Public Knowledge welcomed an FCC public notice released Thursday seeking comment on “concerns and issues” raised by the intentional interruption of CMRS service by government authorities for the purposes of protecting public safety (CD March 2 p 14). PK noted that it joined other groups in asking the FCC to rule on whether the Bay Area Rapid Transit authority violated the Communications Act in August when it cut wireless service at one transit station in the interest of public safety. “We agree with FCC Chairman [Julius ] Genachowski that any such cutoff raises ’serious legal and policy issues, and must meet a very high bar,'” the group said. “The same wireless network that police see as a tool for rioters to coordinate is the same wireless network used by peaceful protesters to exercise our fundamental freedoms. More than that, in any event, the network will be necessary for people in the area to call for help or to let family members know they are not harmed.” The courts, not the FCC, need to step in, said TechFreedom. “What BART did clearly violated the First Amendment, and needlessly put passengers at risk by cutting off emergency services just when they were needed most,” the group said. “But we need a court to say so, not the FCC. The FCC has no authority here. The state did not order the shutdown of the network, nor does the state run the network. BART simply turned off equipment it doesn’t own -- a likely violation of its contractual obligations to the carriers."

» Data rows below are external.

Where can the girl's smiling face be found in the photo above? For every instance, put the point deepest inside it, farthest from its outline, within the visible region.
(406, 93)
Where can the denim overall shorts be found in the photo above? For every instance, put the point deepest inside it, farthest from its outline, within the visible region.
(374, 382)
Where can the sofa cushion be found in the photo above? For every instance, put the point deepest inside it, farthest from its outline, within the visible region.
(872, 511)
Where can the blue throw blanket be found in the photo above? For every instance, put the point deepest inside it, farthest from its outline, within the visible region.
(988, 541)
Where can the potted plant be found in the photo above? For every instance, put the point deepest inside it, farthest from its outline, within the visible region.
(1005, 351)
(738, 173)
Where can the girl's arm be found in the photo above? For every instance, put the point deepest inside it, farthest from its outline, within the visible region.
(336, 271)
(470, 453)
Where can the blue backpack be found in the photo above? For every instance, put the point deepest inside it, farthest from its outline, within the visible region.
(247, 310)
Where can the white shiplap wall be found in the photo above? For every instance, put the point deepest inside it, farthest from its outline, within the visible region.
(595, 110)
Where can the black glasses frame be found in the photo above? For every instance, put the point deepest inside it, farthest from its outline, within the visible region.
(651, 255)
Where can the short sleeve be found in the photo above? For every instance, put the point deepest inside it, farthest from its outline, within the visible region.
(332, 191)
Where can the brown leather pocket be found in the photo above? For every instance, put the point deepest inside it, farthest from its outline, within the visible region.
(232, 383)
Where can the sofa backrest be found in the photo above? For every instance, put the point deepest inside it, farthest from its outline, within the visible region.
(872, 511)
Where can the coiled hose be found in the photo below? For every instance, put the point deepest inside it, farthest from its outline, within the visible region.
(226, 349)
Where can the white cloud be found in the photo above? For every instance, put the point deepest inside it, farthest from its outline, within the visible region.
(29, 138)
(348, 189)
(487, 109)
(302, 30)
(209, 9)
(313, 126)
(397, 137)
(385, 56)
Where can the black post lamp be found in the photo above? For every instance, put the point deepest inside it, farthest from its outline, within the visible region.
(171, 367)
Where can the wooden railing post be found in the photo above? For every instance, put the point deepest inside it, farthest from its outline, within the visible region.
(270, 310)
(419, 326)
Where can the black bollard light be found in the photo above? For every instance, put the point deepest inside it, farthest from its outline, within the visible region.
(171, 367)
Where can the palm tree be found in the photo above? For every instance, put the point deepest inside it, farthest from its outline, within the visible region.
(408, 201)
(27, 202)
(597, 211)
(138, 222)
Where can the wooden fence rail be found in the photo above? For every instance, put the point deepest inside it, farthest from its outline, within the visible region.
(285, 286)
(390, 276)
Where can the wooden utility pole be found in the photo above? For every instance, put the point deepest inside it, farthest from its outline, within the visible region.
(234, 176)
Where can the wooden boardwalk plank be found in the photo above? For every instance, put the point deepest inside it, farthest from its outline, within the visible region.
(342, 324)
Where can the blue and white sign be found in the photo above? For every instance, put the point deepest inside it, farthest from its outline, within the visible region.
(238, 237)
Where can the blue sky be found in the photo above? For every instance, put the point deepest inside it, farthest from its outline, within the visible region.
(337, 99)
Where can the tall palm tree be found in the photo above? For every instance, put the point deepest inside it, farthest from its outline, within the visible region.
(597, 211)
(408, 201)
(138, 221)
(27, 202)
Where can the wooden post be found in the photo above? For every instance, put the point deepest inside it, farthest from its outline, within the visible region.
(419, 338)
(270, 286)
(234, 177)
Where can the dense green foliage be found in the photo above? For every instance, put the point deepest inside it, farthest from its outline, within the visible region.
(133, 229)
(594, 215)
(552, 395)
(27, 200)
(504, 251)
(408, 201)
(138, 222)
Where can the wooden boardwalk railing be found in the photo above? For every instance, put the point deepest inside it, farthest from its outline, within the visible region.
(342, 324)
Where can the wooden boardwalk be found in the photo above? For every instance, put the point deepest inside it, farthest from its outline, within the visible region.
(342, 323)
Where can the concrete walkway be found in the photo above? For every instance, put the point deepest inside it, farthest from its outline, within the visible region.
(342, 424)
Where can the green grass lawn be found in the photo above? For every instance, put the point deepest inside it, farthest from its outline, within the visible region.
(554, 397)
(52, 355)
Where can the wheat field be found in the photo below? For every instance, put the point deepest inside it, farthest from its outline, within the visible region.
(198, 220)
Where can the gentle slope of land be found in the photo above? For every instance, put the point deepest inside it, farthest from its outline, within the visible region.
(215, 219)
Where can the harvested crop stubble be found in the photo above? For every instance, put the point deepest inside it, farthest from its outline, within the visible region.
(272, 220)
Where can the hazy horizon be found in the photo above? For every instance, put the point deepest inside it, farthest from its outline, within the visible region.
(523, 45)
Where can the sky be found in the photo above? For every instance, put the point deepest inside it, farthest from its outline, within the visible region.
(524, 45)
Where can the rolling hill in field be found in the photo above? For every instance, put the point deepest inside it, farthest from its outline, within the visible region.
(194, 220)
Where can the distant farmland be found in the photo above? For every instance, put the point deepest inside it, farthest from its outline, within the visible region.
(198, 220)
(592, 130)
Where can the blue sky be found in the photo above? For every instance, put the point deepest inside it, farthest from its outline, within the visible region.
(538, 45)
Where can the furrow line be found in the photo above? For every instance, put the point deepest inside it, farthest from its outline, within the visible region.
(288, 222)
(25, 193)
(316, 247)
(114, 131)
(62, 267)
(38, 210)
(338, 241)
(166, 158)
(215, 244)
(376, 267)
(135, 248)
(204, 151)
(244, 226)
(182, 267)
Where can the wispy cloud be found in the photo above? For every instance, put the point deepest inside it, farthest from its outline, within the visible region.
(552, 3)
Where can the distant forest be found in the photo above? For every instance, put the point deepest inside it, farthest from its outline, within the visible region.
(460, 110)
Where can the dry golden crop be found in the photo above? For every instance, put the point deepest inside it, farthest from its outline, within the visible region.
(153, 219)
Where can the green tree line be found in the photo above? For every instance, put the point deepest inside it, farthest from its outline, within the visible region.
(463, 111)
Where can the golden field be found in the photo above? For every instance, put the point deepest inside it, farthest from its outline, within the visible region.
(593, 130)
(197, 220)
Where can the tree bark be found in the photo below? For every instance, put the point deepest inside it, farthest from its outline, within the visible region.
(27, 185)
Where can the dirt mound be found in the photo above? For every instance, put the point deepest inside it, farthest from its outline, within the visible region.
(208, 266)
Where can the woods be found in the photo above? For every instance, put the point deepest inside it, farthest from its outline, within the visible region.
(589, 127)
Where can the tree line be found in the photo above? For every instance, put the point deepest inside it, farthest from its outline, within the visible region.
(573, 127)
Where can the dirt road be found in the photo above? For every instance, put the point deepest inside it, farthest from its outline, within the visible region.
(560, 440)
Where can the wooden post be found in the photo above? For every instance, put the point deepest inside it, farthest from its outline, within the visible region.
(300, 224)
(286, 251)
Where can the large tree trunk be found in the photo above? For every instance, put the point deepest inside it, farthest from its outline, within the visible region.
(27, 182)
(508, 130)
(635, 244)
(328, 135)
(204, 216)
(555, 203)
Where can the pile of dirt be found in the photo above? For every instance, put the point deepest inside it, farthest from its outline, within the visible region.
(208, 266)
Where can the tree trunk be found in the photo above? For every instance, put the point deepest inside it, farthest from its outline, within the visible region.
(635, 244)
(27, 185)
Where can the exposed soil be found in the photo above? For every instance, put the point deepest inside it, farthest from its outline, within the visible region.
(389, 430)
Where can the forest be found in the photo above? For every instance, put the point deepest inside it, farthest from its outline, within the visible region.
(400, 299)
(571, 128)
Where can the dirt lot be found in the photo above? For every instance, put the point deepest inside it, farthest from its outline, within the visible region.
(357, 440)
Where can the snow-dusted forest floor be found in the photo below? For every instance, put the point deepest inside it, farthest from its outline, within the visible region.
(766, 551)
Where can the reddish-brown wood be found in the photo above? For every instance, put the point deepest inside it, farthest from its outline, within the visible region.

A federal jury in Boston convicted the owner of TCNISO Thursday of seven counts of wire fraud for allegedly helping thousands of people steal Internet service, said Assistant Attorney General Lanny Breuer of the Justice Department’s Criminal Division and U.S. Attorney Carmen Ortiz. Ryan Harris, 26, of Portland, Ore., and his company TCNISO allegedly developed and distributed software from 2003 to 2009 which let customers modify their cable modems to disguise themselves as paying subscribers and obtain Internet service for free. “Mr. Harris tried to hide behind the banner of freedom of access to the Internet, but the evidence established that he built a million dollar business helping customers steal Internet service,” Breuer said. Harris could face up to 20 years in prison and a fine of up to $250,000 for each of the seven counts. His sentencing will be May 23 before Chief District Court Judge Mark Wolf.